Pongal is a popular harvest festival of South India. Even with the changing customs and traditions, the spirit of the festival has survived over time. Since it is the harvest festival, the new crop is harvested, cooked and offered first to God.

This festival is celebrated for four days. Each day of Pongal has some unique customs and traditions related to it.

The first day is known as the Bhogi Pongal in which the family gathers together and make offerings to Lord Indra for the plentiful harvest.

TAKE A LOOK AT THIS: Sakkarai Pongal Recipe

The second day of Pongal is known as the Surya Pongal in which offerings are made to Sun for facilitating the harvest.

The third day of the festival is called the Mattu Pongal in which the cowherds and shepherds pay gratitude to the cows and bulls.

The fourth day of the festival is known as the Kaanum Pongal. On the last day people travel to see other family members.

Every festival of India has a list of traditions associated with it. These age old traditions which are followed to keep up the vitality of the festivals. Pongal is no exception. So, let us take a look at the rituals associated with Pongal.


The Surya Puja

The main deity of the Pongal festival is Sun God. Hence all the rituals revolve around worshipping the Sun.

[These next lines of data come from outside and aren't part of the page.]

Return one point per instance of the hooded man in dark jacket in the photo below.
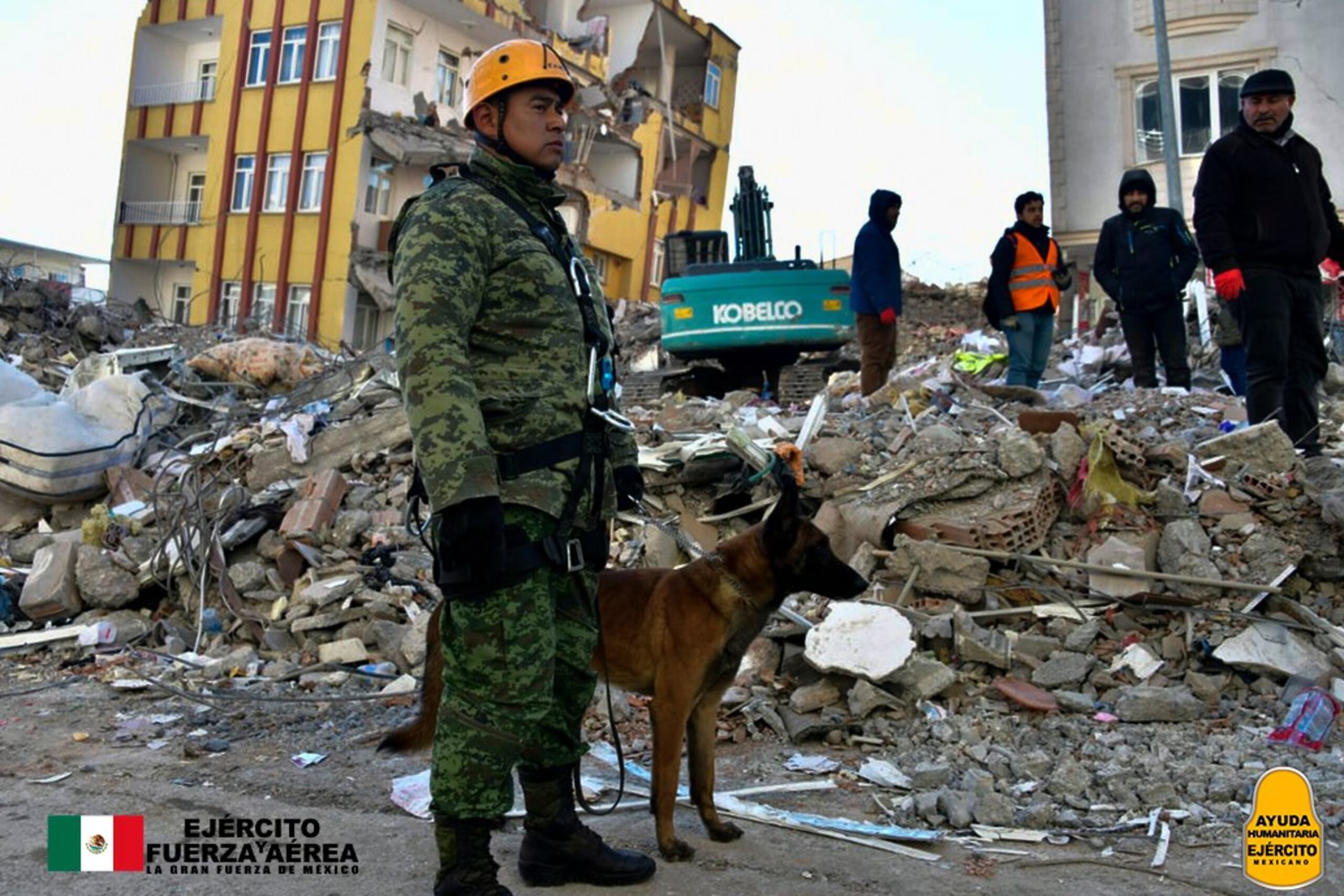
(1265, 220)
(1027, 272)
(1144, 258)
(875, 291)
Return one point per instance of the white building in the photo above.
(1101, 89)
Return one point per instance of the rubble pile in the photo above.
(1086, 602)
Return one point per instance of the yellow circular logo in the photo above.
(1283, 846)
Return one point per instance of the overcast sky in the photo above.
(942, 101)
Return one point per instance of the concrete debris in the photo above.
(1269, 648)
(941, 570)
(1002, 687)
(860, 640)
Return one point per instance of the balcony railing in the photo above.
(167, 94)
(159, 214)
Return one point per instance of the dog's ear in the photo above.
(781, 527)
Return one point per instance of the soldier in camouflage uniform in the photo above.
(505, 359)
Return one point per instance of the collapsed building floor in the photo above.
(1090, 605)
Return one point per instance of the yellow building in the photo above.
(270, 143)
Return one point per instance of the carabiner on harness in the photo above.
(597, 397)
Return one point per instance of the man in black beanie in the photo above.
(1264, 220)
(1144, 258)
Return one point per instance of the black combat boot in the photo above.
(466, 866)
(557, 849)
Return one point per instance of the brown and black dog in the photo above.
(679, 636)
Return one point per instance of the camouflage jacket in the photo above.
(490, 342)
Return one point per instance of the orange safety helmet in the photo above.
(512, 64)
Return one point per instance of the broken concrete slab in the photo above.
(860, 640)
(1019, 455)
(102, 583)
(976, 644)
(922, 678)
(1143, 703)
(1064, 668)
(51, 592)
(1116, 553)
(832, 456)
(1264, 448)
(865, 698)
(941, 568)
(815, 696)
(332, 448)
(343, 652)
(1272, 649)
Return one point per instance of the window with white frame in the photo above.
(1208, 107)
(713, 85)
(328, 51)
(182, 304)
(277, 182)
(258, 58)
(245, 170)
(264, 307)
(207, 75)
(195, 195)
(229, 294)
(311, 186)
(656, 265)
(445, 80)
(292, 56)
(296, 312)
(378, 188)
(397, 54)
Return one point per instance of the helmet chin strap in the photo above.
(500, 145)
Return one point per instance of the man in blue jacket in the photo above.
(1144, 258)
(875, 291)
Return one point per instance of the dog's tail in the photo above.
(420, 733)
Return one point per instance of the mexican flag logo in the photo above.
(96, 842)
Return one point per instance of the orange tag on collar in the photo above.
(1283, 846)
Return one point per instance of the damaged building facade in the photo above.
(269, 145)
(1101, 90)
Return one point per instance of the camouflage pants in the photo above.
(517, 683)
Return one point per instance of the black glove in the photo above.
(629, 487)
(471, 544)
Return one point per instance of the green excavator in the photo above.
(752, 323)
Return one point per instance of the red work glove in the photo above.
(1230, 284)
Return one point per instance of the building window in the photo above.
(182, 304)
(296, 312)
(206, 76)
(277, 182)
(264, 307)
(229, 294)
(328, 50)
(195, 196)
(1208, 107)
(397, 54)
(311, 187)
(713, 82)
(447, 80)
(656, 265)
(292, 56)
(245, 168)
(371, 324)
(378, 190)
(258, 58)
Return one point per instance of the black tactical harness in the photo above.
(569, 550)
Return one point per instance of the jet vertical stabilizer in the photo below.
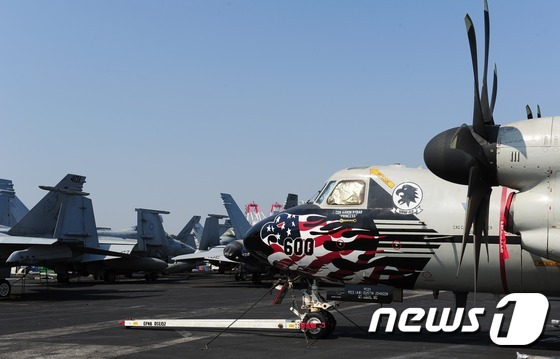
(238, 220)
(11, 208)
(150, 228)
(210, 234)
(42, 219)
(291, 201)
(76, 222)
(185, 235)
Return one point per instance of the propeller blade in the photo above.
(477, 217)
(465, 140)
(529, 112)
(494, 91)
(478, 120)
(474, 199)
(486, 110)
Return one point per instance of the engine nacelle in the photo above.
(532, 214)
(527, 152)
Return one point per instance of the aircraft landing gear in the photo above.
(240, 276)
(5, 288)
(151, 276)
(63, 278)
(317, 322)
(109, 277)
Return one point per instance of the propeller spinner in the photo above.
(467, 155)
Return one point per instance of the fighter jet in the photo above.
(236, 251)
(187, 234)
(153, 240)
(60, 233)
(11, 208)
(211, 246)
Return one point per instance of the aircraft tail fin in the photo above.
(76, 222)
(59, 213)
(291, 201)
(238, 220)
(12, 209)
(150, 228)
(210, 234)
(185, 235)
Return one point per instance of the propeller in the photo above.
(469, 155)
(530, 113)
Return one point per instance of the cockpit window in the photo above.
(324, 193)
(347, 193)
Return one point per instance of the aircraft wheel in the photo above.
(63, 278)
(151, 276)
(320, 331)
(331, 320)
(256, 278)
(5, 288)
(110, 277)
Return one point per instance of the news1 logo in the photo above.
(527, 321)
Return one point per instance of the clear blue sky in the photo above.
(164, 104)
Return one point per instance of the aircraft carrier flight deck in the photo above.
(81, 319)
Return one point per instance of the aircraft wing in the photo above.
(213, 254)
(23, 241)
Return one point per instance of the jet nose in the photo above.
(234, 251)
(254, 243)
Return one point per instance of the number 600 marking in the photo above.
(299, 246)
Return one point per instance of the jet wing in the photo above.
(23, 241)
(213, 254)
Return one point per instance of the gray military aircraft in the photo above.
(406, 228)
(211, 246)
(237, 252)
(60, 233)
(11, 208)
(187, 234)
(153, 241)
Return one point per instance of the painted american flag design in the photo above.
(332, 248)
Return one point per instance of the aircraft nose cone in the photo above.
(447, 163)
(254, 243)
(234, 251)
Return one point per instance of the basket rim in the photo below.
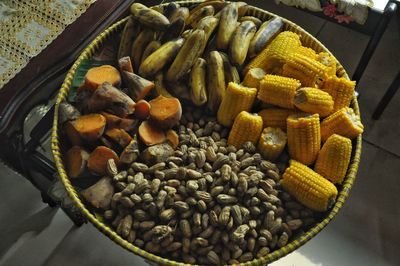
(110, 233)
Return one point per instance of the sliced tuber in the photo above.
(150, 135)
(165, 112)
(99, 195)
(173, 138)
(119, 136)
(114, 121)
(138, 87)
(98, 75)
(76, 160)
(97, 163)
(90, 127)
(142, 109)
(109, 98)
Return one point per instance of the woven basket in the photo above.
(307, 40)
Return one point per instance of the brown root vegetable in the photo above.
(98, 75)
(130, 153)
(109, 98)
(99, 195)
(157, 153)
(150, 135)
(173, 138)
(142, 109)
(119, 136)
(76, 160)
(90, 127)
(114, 121)
(97, 163)
(67, 112)
(138, 87)
(165, 112)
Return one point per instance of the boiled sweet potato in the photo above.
(99, 195)
(150, 135)
(111, 99)
(165, 112)
(98, 75)
(97, 163)
(76, 161)
(119, 136)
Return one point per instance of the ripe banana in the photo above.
(227, 25)
(149, 17)
(161, 57)
(198, 92)
(194, 18)
(138, 46)
(267, 31)
(186, 56)
(240, 42)
(216, 81)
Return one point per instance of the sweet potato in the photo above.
(138, 87)
(130, 153)
(142, 109)
(114, 121)
(107, 97)
(76, 160)
(165, 112)
(150, 135)
(90, 127)
(99, 195)
(119, 136)
(97, 163)
(98, 75)
(173, 138)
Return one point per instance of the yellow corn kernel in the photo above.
(334, 158)
(237, 98)
(308, 187)
(306, 51)
(271, 143)
(304, 137)
(308, 71)
(312, 100)
(329, 61)
(275, 117)
(343, 122)
(277, 52)
(246, 127)
(278, 90)
(341, 90)
(253, 77)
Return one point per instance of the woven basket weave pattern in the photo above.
(307, 40)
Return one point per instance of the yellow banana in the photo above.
(159, 58)
(198, 91)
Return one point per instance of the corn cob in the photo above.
(329, 61)
(312, 100)
(253, 77)
(333, 158)
(304, 137)
(343, 122)
(308, 187)
(276, 53)
(306, 51)
(278, 90)
(308, 71)
(341, 90)
(272, 142)
(237, 98)
(275, 117)
(246, 127)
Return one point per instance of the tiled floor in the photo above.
(366, 231)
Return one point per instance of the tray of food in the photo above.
(217, 133)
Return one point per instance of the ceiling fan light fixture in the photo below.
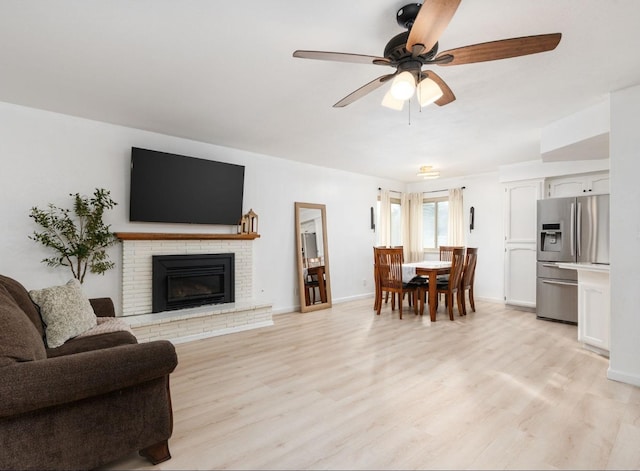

Surya Puja is performed outside the house on Pongal.


Drawing The Pongal Kolam

The place chosen for the puja is thoroughly cleaned and a Surya Kolam is drawn. A Kolam is a kind of Rangoli made with white powder. The Surya Kolam is drawn with the face of Lord Surya. People also draw peacock, sugarcane, boiling pongal and such things which signify prosperity.



The food forms the most important part of the Pongal puja. The dish Pongal is prepared especially on this day outside the home. A canopy is erected with three sugarcane sticks tied together. A pot is tied with a turmeric plant and the Pongal is cooked.



Usually the Surya Ashtotaram or Gayatri Mantra is recited on Pongal.


After Puja Rituals

After the puja is over holy water and flowers are sprinkled over the Kolam and the Pongal dish. After saying the final prayers, the dish is distributed among all.


The Sun's Reflection

In some South Indian regions, there is a custom to look at the Sun's reflection in a vessel filled with water. Some communities also add turmeric and kumkum to the the water and look at the reflection. Another unique ritual is of looking at the Sun through the gap between the fingers.